President of Rio Grande do Sul
- In office 15 November 1889 – 10 February 1890
- President: Deodoro da Fonseca
- Preceded by: Justo de Azambuja Rangel [pt]
- Succeeded by: Júlio Frota [pt]
- In office 8 June 1892 – 16 June 1892
- President: Floriano Peixoto
- Preceded by: Republican Office Established per the 1891 Gaucho Governing Board [pt]
- Succeeded by: Vitorino Monteiro [pt]

Personal details
- Born: 17 February 1824 Porto Alegre, Rio Grande do Sul, Brazil
- Died: 18 September 1893 (aged 69) Rio de Janeiro, Rio de Janeiro, Brazil

Military service
- Allegiance: Empire of Brazil Brazil
- Branch: Imperial Brazilian Army Brazilian Army
- Years of service: 1839–1892
- Rank: Marshal
- Battles/wars: Ragamuffin War; Platine War; Uruguayan War; Paraguayan War Corrientes campaign Siege of Uruguaiana; ; Humaitá campaign Battle of Curuzu; Battle of Curupayty; ; Pikysyry campaign Battle of Avay; ; Campaign of the Hills Battle of Tupí-hú; Battle of Acosta Ñu; Battle of Caraguataí; Battle of Lomaruguá; Battle of Cerro Corá; ; ;

= José Antônio Correia da Câmara, 2nd Viscount of Pelotas =

Brazilian politician (1824–1893)

José Antônio Correia da Câmara, 2nd Viscount of Pelotas (17 February 1824 – 18 September 1893) was a Brazilian Marshal, noble, and politician who was notable for his participation in the Battle of Cerro Corá in the Paraguayan War.

== Biography ==
Câmara was the son of Commander José Antonio Fernandes de Lima and Flora Correia da Câmara, he was the maternal grandson of the first Viscount of Pelotas .

He enlisted on the 15th of September, 1839 in the 3rd Cavalry Regiment, marching on the same day to fight the Farroupilha revolutionaries . He also took part in the Platine War, under the orders of Brigadier Manuel Marques de Sousa.

In 1851 he married his niece Maria Rita Fernandes Pinheiro (1829 - 1914), daughter of the Viscount of São Leopoldo, and settled at Solar dos Câmara, in Porto Alegre. They had five children.

In the Uruguayan War in 1864, despite being a cavalryman, he volunteered to participate in the Siege of Paysandú, Uruguay.

Câmara was considered to be a Hero of the Paraguayan War, he helped in the retaking of Uruguaiana and participated in the battles of Curuzu, Curupaiti, Avaí and Campo Grande, among others. His bravery in the Battle of Avaí earned him promotion to Brigadier General. His troops attacked the last Paraguayan camp, in Cerro Corá, where Solano López was wounded and then shot in the banks of the Aquidabã stream. From him came the order of surrender to the Paraguayan dictator, answered with the dismal: "Muero con mi patria!" Câmara was promoted to Marshal in 1870, shortly after the war, in recognition of his services he was awarded the noble title of Viscount of Pelotas.
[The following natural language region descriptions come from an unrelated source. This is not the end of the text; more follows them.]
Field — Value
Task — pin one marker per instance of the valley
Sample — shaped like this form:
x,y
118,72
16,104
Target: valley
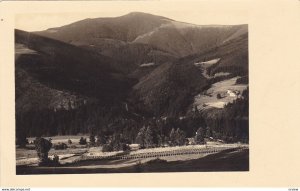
x,y
134,93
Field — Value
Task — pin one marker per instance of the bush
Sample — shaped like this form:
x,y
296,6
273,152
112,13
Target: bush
x,y
42,147
82,141
92,140
60,146
107,148
69,142
125,147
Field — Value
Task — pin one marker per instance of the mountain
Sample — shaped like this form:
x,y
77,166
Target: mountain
x,y
171,87
176,38
64,67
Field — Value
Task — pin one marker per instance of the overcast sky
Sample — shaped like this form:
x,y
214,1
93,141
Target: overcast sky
x,y
201,14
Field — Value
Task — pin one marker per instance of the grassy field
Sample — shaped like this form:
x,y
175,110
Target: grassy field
x,y
228,160
209,99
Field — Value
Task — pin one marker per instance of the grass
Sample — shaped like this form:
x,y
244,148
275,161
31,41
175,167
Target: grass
x,y
228,160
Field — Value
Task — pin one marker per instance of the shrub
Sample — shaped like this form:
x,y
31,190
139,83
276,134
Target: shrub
x,y
125,147
60,146
69,142
42,146
92,140
82,141
107,148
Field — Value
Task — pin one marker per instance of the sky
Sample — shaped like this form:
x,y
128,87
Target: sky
x,y
37,18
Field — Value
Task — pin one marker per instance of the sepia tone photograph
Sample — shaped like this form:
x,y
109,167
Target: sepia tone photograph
x,y
132,93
He was Minister of War of Brazil, War Councilor, Senator of the Empire of Brazil for the Liberal Party from 1880 to 1889 in the Saraiva Cabinet of 1880.

He was appointed first President of Rio Grande do Sul after the proclamation of the First Brazilian Republic and decorated the following year as Marshal Câmara. He remained in government for only 3 months due to disagreements between members of the Liberal Party and the Republican Party .

His grandson and biographer, Rinaldo Pereira da Câmara, wrote the book "O Marechal Câmara", in three volumes, describing the life of the Viscount of Pelotas.